Sunday, 9 November 2008

The TIOBE Programming Index

I’m sure a lot of you (that is if anyone is reading this) are familiar with the TIOBE Programming Index. Basically, it’s an index which claims to gauge the popularity of programming languages according to how many times the term language programming (for Delphi that would be Delphi Programming) appears in various search engines. Some in the Delphi community are very excited to see that Delphi is at #8 snapping at the heels of C#. Take a look at Jim McKeeth’s post on the subject here. Now I’m a big fan of Jim’s blog and podcasts, but I can’t get as excited as he is about this.

First of all, does it seem realistic to you that Delphi is only 0.02% behind C#? I’d love it to be true, but all other evidence points to C# being much more popular than Delphi. Unrightly so in my opinion, but true nevertheless. I’m not saying that the TIOBE index is fixed or anything, but it must be fatally flawed somewhere.

So I thought, what could we use as an index of programming language popularity? Someone mentioned job-listings, which is probably a very good indication, but jobs vary geographically, and usually job-listings are specific to a country or region. So for example, looking at a US job listing site would not give you the true state of a particular language in the world. There has to be something more relevant.

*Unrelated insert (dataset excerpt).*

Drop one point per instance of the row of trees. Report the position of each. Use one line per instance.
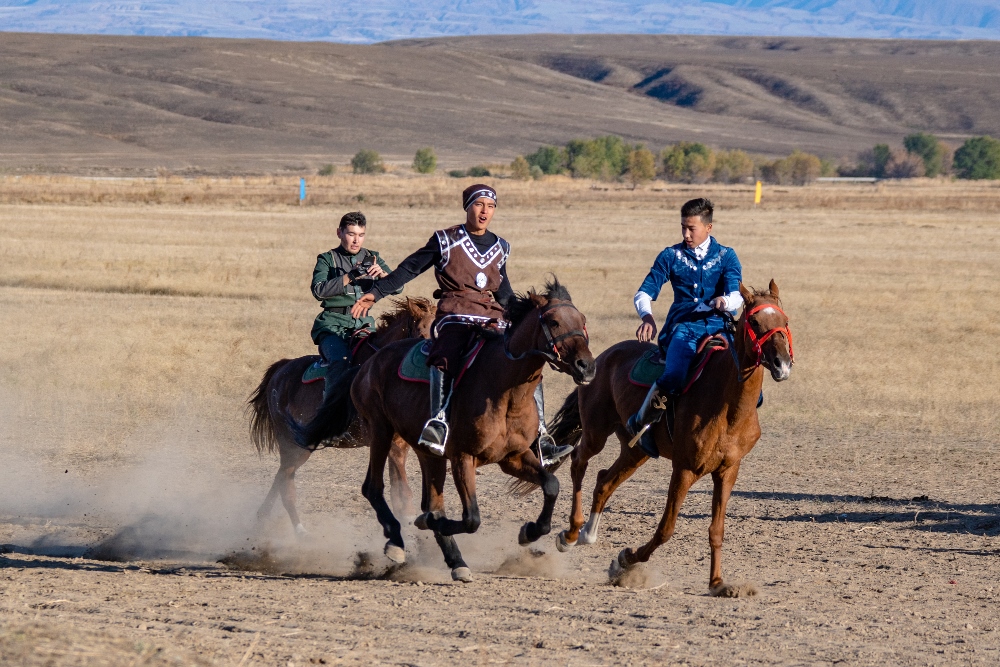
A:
(610, 158)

Then I thought, how about StackOverflow.com. For those not familiar with StackOverflow.com, have a look at my last post. If we could count the number of questions for a given language, wouldn’t we get a fair idea of the current popularity of a language? If people are asking questions about a language, it’s because that language is being used. It has to be a better indication of current use than how many times a search engine can find some particular words.

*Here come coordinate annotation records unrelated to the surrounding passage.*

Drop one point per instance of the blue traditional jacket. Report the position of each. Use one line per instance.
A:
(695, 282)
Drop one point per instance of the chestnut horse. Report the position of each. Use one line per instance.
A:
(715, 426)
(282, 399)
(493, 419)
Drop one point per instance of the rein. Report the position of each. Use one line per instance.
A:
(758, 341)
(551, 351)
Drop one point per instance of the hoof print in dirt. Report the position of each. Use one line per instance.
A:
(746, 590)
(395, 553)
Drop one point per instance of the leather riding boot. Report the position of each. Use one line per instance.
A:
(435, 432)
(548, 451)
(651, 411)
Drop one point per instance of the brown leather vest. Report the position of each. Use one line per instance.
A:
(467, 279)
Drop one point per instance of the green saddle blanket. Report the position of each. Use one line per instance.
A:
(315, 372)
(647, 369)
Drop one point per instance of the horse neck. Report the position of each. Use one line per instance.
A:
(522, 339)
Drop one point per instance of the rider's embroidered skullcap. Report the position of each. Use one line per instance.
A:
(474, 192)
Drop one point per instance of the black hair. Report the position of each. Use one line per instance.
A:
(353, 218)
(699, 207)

So here it is. I’ve taken the top 20 languages from the TIOBE Index, and extracted the number of questions for that particular language from StackOverflow.com by looking at the corresponding tags for that language. I’ve had to use several tags for some of them. For example for Delphi, I took Delphi, Delphi2009, Delphi7 and Delphi-programming.  I may have missed a few tags, but I think I managed to get all the main ones. I also took only the top 20 and not all 50 languages in the list, as it seemed like too much hard work.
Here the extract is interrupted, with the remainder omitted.